Büyük Doğu fikir ve ahlâk ikliminin en nadir ve nadide mahsulü olan hâkime, bağlı olduğu ölçüler karşısında, ne devlet, ne menfaat, ne kadın, ne his, ne merhamet, tesiri mümkün hiçbir şey düşünülemez.

●Büyük Doğu nizamında hâkim tatbik ettiği kanuna, mahkûm da hesab verdiği hâkime inanır; ve eski bir atasözü olan şu ölçü, taraflarca kanun itimadının ruhunu teşkil eder, "Şeriatın kestiği parmak acımaz!"

●Büyük Doğu adalet cihazında, merhamet cemiyete, riayet konuna ve ibret suçluya ve bütün suç istidatlılarınadır. "Bu medeniyet asrında bu kadar ağır ceza olur mu?" diye bir görüş, suça gelişme payı vermekten ve tek ferde acıma bahanesi altında cemiyeti feda etmekten başka bir şey değildir. Büyük Doğu adaletinde kanun ve hâkim, boyuna olagelen ve cezalandırılan tüllerin böylece ilelebet devamını değil, kökünden kazınmasını hedef tutar

●Büyük Doğu mahkemesinde hiçbir dâva sürüncemede kalmaz, bir mevsimden öbürüne geçmez ve en hızlı (prosedür-muhakeme şekli) içinde ve her delili tamam olarak hak ve adalete kavuşturulur.

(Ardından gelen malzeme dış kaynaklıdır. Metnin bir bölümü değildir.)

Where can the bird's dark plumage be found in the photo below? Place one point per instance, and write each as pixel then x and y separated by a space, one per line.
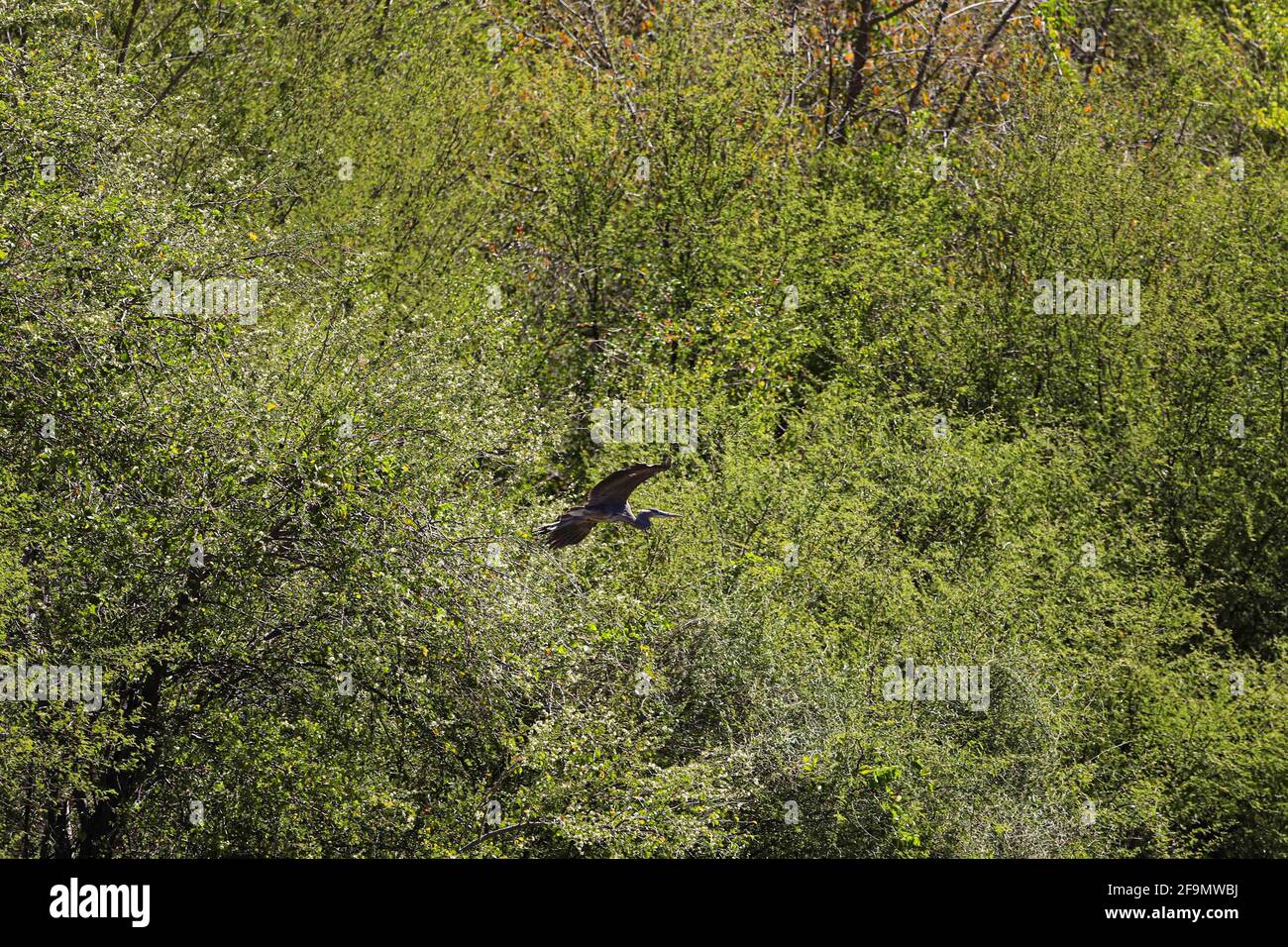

●Büyük Doğu adalet nizamında Allah üzerine yemin eden şahit, amme haklarının müdafii savcı, birer emin vazife örneğidir; ve işlerinde gösterecekleri en küçük uygunsuzluk, cezaların en büyüğünü çekici mahiyettedir.

●Büyük Doğu mahkemelerinin, idam, hapis, sürgün, mecburî işçilik vesaire gibi hükümler dışında, suçluya karşı ve suçuna göre en tesirli ceza müeyyidesi manevîdir ve suçlunun cemiyette teşhiridir. Bu teşhir, suçlunun, suç işlediği ve hüküm giydiği beldenin meydan yerinde, göğsünde yafta, muayyen merasimle sabahtan akşama kadar bekletilmesidir.

●Beratla neticelenen haksız takipten manevî zarar ve ziyanını devlet öder ve sebep olanları cezalandırır.

●Büyük Doğu hâkimi, geçimi ve içtimaî mevkiiyle mütenasip her türlü ihtiyacı için gereken parayı, elindeki harcama mevzularını gösteren resmî cetvele göre, hesap vermeksizin ve herhangi bir muameleye münasip bir ikramiye ödeneceği gibi, devlet kasasından çeker; ve devlet, sadece hâkimin ne çektiğini bilmekle kalır. Mübalâğayla kanaat gösterenlere seneden seneye münasip bir ikramiye ödeneceği gibi, tekaüt zamanında da hâkime, bellibaşlı kıdem ve liyakat ölçülerine göre bir maaş biçilir. Tek cümleyle hâkim, kendisinden beklenen ilmî ve ahlâkî vasıfların korunması adına, her türlü ihtiyaçtan azade tutulur ve başka bir vazifeye tâyini halinde muayyen bir maaş derecesini daima muhafaza eder.